Because TXA and kojic acid target different steps in the pigmentation pathway—TXA at the signaling level (plasmin → inflammatory mediators) and kojic acid at the enzymatic level (tyrosinase)—they are mechanistically complementary. A formulation combining 3% TXA with 1% kojic acid addresses both the upstream trigger and downstream execution of melanin synthesis. Commercial products following this logic include Naturium’s Tranexamic Topical Acid 5% (which combines TXA with kojic acid, niacinamide, and licorice root) and Belo’s Intensive Whitening Bar.

When formulating such combinations, protect kojic acid with 0.1% sodium metabisulfite, use an airless pump package, and formulate at pH 5.0–5.5 as a compromise between the optimal pH ranges of both actives.

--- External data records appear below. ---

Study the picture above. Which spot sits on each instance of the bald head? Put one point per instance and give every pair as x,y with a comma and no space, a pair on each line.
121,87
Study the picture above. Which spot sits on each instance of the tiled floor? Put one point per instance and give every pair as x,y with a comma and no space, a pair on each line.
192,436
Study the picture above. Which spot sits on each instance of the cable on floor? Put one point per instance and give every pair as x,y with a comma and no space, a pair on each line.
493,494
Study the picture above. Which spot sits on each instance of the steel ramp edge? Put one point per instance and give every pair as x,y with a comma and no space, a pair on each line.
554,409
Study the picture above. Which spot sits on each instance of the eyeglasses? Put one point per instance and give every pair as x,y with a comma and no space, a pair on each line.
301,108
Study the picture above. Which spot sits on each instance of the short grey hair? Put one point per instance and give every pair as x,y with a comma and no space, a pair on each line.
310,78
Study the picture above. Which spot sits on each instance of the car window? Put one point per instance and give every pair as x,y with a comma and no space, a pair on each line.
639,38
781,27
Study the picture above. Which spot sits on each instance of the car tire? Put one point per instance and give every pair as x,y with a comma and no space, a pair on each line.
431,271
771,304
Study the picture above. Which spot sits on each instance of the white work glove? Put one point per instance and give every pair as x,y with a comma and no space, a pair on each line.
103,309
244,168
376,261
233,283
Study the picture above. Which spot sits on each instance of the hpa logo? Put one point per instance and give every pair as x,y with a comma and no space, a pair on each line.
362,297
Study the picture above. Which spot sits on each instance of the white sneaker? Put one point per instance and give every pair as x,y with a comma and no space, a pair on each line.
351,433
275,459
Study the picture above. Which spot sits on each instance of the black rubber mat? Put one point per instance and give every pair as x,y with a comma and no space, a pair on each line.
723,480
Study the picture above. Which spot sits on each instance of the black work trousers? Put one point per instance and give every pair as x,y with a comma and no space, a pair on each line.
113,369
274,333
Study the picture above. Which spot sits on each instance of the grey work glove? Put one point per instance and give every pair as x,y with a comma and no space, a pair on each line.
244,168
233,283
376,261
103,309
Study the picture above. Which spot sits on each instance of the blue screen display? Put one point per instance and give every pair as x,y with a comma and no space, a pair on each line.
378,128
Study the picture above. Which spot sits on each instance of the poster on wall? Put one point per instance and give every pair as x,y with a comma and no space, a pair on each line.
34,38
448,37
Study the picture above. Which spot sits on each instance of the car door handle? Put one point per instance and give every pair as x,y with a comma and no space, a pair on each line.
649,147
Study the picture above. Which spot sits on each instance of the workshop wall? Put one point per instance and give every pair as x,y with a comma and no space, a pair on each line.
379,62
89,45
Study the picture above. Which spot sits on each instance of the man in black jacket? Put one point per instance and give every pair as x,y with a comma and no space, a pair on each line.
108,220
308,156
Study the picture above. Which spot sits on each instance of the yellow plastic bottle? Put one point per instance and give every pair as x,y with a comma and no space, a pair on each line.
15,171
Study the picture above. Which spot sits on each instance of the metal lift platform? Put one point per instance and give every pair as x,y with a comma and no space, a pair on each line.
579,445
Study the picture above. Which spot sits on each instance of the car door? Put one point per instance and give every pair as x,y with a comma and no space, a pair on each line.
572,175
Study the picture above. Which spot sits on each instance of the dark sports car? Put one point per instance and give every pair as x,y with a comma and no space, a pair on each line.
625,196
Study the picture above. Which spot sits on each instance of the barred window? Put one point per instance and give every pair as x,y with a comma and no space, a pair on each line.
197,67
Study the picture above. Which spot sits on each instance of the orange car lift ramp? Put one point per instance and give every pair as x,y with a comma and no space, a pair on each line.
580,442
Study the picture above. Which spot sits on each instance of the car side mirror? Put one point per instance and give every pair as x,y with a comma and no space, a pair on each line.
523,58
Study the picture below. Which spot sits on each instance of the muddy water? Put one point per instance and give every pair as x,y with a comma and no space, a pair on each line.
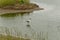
47,20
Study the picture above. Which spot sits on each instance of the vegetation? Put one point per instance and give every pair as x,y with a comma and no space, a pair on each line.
12,2
18,35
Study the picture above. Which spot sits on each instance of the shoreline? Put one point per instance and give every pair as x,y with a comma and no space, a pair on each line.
4,11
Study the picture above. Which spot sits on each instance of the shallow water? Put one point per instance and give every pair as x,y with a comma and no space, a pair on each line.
47,20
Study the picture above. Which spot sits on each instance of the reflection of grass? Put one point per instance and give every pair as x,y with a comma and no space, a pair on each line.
18,35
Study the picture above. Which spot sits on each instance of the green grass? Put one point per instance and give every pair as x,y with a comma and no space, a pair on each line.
8,37
12,2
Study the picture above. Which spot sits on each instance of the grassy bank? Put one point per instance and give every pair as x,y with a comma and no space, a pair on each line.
8,37
12,2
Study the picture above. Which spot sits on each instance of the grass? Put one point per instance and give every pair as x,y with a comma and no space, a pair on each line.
12,2
18,35
8,37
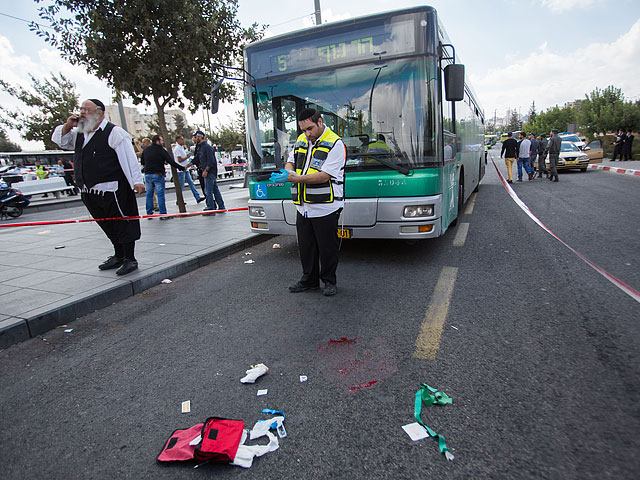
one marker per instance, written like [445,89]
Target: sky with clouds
[516,51]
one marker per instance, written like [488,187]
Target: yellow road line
[428,339]
[470,204]
[461,235]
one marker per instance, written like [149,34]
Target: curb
[625,171]
[15,329]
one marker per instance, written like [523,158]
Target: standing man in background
[316,169]
[535,145]
[108,175]
[523,156]
[555,142]
[206,156]
[182,158]
[628,145]
[510,151]
[153,159]
[542,155]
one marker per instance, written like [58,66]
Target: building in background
[138,123]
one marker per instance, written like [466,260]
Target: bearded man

Practical Takeaways for Formulators

• Choose TXA as your primary active if targeting melasma with a visible vascular component (erythema, telangiectasia) or post-inflammatory hyperpigmentation—its anti-plasmin and anti-inflammatory mechanisms directly address the underlying pathology.
• Choose kojic acid for epidermal pigmentation without inflammation, or as a second-line tyrosinase inhibitor alongside other actives.
• Combine both for maximum efficacy across the entire pigmentation pathway, but invest in stabilization: airless packaging, antioxidants, and rigorous accelerated stability testing (40°C/75% RH for 3 months minimum).
• Delivery matters: TXA’s relatively low molecular weight (157 Da) allows passive diffusion, but pairing with penetration enhancers (ethoxydiglycol, liposomal carriers) can improve dermal targeting. Kojic acid dipalmitate offers better stability and skin penetration than free kojic acid.
• Safety first: TXA has an excellent safety profile with negligible irritation even at 5%. Kojic acid carries a higher sensitization risk—consider a 1% ceiling and always pair with soothing agents (bisabolol, allantoin, panthenol) in melasma formulations where barrier integrity is already compromised.

References

• Konisky H, Balazic E, Jaller JA, Khanna U, Kobets K. Tranexamic acid in melasma: A focused review on drug administration routes. J Cosmet Dermatol. 2023. doi:10.1111/jocd.15589
• Hiramoto K et al. Mechanism of Action of Topical Tranexamic Acid in the Treatment of Melasma and Sun-Induced Skin Hyperpigmentation. 2022. ResearchGate
• Lei TC et al. Tranexamic Acid Ameliorates Skin Hyperpigmentation by Downregulating Endothelin-1 Expression in Dermal Microvascular Endothelial Cells. 2024. ResearchGate
• Cho YH, Park JE, Lim DS, Lee JS. Tranexamic acid inhibits melanogenesis by activating the autophagy system in cultured melanoma cells. J Dermatol Sci. 2017. doi:10.1016/j.jdermsci.2017.05.019
• SCCP (Scientific Committee on Consumer Products). Opinion on Kojic Acid. SCCP/1182/08. 2008. EU SCCP Opinion
• Ashooriha M et al. 1,2,3-Triazole-based kojic acid analogs as potent tyrosinase inhibitors. Bioorg Chem. 2019. ScienceDirect
• Colferai MMT, Miquelin GM, Steiner D. Evaluation of oral tranexamic acid in the treatment of melasma. J Cosmet Dermatol. 2019;18:1495-1501.
• Wu S, Shi H, Wu H, et al. Treatment of melasma with oral administration of tranexamic acid. Aesthetic Plast Surg. 2012.